Inventory is a retailer’s most significant investment, and knowing how to manage inventory effectively is a key to success. You want to maintain adequate supply to meet customer demand, so you’re not turning away disappointed shoppers and losing sales because of outages. But you also don’t want to get stuck with an excess of items that aren’t selling. When that happens, it’s time to implement retail markdown strategies; and your point of sale (POS) solution can help. Here’s what you should know about markdowns.
Why Markdowns Matter
You need to keep your inventory moving. Products that are stagnant on your shelves are a chunk of capital that you can’t use; plus, they’re incurring maintenance costs (e.g., warehouse storage) and taking up valuable space that could be used for other items that would sell faster and at full price. Retail markdown strategies can help you recoup some of your investment on those purchases.
Markdowns vs. Discounting
Markdowns should not be confused with sales or discounts, as they work differently. A discount is a temporary price reduction offered for a special promotion or event, or offered to a specific subset of customers—for example, student, senior citizen, or military discounts — in order to attract more customers from that particular demographic. A markdown is a permanent reduction of the initial asking price, and the main goal is to clear out inventory that isn’t selling. You should avoid having too many sales or discounts, because customers will stop buying at full price if they know they won’t have to wait long for a sale. You also risk devaluing the brand prestige and perceived quality of your items if you’re constantly slashing prices. Apply your markdowns judiciously for best results.
When to Markdown
Every product has a shelf life—particularly in fashion, where trends can shift quickly, and hanging on to non-performing items hoping to still get full price is counterproductive. Many items are seasonal: you don’t want to have a store full of bathing suits and flip-flops when customers are ready to start buying sweaters and scarves. Or perhaps you simply misjudged consumer demand, and an item you thought would be popular, isn’t.

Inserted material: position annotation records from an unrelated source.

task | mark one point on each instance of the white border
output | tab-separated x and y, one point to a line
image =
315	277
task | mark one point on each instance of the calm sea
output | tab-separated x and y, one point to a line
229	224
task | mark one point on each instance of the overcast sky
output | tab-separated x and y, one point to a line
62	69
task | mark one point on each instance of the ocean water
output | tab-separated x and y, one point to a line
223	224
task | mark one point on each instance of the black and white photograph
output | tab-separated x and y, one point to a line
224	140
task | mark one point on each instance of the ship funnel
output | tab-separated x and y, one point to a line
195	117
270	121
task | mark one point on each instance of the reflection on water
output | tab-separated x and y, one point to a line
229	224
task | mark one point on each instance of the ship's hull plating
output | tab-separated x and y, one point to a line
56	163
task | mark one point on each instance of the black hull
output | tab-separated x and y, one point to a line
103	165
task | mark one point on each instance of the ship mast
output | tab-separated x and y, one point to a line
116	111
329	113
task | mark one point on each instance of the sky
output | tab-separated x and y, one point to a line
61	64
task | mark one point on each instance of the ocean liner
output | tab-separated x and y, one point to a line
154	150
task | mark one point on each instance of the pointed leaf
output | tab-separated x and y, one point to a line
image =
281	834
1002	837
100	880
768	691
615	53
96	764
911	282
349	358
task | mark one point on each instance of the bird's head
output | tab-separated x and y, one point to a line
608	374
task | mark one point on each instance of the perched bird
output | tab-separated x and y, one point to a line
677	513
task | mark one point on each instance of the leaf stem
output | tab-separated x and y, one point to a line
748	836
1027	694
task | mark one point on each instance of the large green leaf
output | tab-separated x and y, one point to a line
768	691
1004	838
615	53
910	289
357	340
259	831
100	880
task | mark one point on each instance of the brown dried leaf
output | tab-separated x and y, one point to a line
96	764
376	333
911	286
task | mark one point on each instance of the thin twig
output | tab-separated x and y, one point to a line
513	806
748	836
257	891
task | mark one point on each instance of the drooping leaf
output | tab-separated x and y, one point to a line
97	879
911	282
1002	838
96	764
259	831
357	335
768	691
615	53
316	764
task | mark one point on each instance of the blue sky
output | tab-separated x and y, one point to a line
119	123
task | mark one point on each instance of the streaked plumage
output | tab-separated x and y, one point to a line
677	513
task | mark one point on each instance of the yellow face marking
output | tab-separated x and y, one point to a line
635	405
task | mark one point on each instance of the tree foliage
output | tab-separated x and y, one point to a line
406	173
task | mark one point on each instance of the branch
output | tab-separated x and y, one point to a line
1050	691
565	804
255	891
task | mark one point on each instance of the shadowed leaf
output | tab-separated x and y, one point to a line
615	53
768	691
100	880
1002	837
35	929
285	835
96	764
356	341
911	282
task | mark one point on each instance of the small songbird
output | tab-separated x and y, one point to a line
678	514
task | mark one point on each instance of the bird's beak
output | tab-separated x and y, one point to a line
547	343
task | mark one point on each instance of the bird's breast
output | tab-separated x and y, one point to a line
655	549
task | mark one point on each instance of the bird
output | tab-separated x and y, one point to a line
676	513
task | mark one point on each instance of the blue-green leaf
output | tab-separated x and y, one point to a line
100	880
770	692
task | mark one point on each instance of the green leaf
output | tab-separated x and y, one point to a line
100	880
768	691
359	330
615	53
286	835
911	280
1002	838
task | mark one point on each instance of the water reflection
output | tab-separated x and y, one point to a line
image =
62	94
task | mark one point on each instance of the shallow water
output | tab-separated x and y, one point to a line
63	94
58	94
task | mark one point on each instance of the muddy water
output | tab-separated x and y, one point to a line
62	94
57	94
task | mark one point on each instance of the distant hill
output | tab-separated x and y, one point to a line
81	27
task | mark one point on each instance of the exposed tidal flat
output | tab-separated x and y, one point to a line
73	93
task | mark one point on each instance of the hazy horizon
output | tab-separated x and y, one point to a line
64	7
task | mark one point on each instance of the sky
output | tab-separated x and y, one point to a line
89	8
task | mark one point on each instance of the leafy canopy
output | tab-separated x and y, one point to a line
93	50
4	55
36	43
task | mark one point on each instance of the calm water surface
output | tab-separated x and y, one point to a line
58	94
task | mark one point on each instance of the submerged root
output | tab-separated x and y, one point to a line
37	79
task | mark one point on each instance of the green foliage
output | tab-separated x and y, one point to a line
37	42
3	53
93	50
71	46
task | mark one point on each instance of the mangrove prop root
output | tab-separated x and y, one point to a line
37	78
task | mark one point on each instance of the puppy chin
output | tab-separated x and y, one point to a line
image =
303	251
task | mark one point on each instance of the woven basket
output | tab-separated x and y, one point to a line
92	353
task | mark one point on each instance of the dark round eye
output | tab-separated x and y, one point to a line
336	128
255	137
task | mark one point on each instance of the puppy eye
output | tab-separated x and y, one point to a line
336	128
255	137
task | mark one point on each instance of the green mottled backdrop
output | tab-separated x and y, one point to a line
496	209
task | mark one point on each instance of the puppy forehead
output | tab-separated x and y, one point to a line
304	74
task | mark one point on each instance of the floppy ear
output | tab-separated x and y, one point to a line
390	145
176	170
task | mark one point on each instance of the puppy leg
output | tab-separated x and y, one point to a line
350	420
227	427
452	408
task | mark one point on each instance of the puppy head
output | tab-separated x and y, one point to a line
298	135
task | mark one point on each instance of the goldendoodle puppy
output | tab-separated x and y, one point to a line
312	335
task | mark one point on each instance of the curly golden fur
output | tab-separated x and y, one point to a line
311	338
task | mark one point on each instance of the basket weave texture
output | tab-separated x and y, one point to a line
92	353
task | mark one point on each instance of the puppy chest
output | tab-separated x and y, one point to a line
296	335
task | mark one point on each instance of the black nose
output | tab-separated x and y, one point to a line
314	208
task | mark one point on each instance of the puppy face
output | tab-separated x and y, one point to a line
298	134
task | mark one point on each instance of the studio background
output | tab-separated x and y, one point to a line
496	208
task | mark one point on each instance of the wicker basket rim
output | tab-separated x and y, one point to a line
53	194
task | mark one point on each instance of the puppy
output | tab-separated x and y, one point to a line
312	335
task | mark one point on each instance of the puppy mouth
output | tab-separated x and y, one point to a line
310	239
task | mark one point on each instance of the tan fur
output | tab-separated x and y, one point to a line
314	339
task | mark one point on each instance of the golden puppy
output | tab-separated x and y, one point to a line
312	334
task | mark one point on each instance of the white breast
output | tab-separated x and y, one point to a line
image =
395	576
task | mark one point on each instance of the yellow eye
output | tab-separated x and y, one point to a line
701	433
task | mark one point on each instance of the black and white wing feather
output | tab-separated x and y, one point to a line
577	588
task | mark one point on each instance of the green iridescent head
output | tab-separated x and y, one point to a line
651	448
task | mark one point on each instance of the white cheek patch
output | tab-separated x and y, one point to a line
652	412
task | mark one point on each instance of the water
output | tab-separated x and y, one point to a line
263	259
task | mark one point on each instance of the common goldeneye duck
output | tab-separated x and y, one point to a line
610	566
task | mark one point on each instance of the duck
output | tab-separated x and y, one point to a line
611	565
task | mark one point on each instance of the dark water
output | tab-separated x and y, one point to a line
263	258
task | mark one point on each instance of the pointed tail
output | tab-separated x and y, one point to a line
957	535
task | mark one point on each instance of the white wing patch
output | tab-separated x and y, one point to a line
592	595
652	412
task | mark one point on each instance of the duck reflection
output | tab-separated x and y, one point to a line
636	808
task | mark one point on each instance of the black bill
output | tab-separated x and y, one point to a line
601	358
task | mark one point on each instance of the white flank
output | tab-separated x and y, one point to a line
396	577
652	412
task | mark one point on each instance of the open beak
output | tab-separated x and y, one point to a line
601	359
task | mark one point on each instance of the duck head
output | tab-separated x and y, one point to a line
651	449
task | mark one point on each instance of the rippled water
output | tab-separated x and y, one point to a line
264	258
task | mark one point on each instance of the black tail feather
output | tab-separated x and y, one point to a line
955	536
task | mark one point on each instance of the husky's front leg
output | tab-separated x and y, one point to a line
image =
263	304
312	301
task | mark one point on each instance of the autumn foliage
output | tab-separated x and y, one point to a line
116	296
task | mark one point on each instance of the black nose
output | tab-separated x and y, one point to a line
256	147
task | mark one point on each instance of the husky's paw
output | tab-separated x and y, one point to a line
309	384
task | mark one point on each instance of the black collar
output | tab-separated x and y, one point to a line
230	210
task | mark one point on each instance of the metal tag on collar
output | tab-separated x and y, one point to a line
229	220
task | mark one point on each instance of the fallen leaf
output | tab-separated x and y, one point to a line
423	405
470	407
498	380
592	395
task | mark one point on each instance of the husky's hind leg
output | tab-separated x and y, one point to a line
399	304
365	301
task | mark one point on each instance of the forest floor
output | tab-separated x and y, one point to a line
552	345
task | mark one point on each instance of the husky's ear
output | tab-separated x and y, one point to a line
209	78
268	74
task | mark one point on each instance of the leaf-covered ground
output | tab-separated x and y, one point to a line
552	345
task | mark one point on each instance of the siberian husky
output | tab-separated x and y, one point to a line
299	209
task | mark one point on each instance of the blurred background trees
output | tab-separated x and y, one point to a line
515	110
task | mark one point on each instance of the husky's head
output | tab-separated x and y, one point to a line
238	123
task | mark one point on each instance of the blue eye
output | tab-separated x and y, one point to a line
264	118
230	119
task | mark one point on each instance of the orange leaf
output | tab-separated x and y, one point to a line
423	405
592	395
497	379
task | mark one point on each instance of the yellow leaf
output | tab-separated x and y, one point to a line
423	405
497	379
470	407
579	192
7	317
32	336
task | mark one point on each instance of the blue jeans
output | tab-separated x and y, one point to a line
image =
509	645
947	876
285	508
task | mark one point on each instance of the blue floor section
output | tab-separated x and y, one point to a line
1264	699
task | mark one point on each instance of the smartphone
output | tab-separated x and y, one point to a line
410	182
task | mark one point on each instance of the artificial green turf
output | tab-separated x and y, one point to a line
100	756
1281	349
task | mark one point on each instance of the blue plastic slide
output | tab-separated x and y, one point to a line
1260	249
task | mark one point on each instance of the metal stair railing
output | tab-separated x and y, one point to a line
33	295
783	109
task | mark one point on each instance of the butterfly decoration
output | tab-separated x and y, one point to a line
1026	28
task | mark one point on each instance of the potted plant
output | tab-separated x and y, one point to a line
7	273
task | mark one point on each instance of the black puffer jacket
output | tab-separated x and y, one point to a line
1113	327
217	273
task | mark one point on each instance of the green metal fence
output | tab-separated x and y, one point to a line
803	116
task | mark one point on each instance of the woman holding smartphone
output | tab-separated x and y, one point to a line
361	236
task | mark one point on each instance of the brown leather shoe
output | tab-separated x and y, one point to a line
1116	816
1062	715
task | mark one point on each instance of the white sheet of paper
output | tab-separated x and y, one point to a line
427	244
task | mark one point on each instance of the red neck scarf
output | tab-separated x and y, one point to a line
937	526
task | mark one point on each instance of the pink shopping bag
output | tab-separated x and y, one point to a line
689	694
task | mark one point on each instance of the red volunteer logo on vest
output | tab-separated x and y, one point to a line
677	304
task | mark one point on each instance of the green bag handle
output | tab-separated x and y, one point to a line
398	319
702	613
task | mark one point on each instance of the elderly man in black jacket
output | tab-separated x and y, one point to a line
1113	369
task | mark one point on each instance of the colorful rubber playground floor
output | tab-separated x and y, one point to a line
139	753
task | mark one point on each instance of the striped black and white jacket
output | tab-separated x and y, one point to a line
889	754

So how do you know when and how much to markdown? Every store owner will have different factors to consider, but here is a good general guideline to start with when products aren’t moving:
- After 60 days: markdown 30%
- After 75 days: markdown 50%
- After 90 days: markdown 70%
The sales data from your POS system will help you identify which items are performing poorly and may need to be marked down, and it will help you gauge the effectiveness of your reductions.
Benefits of Markdowns
Retail markdown strategies can have a positive impact on your business. They can rejuvenate your cash flow, releasing money that was tied up in stock sitting on your shelves. They can free up store space for new products that will entice buyers and will sell at full price. And they can be learning experiences that will help you make better purchasing decisions in the future.
Big Data and Forecasting
While retail markdown strategies are useful, a better goal is to minimize the need for them by optimizing your inventory levels and avoiding overstocks. The right POS system will provide a wealth of historical data that you can leverage for strategic forecasting of consumer demand. Analyzing previous inventory performance will help you make informed decisions about which items to stock, in what quantities, at which store locations. An integrated omnichannel retail store should have visibility across all locations and access to data from all sales channels, making forecasting better so your inventory will keep moving at full price.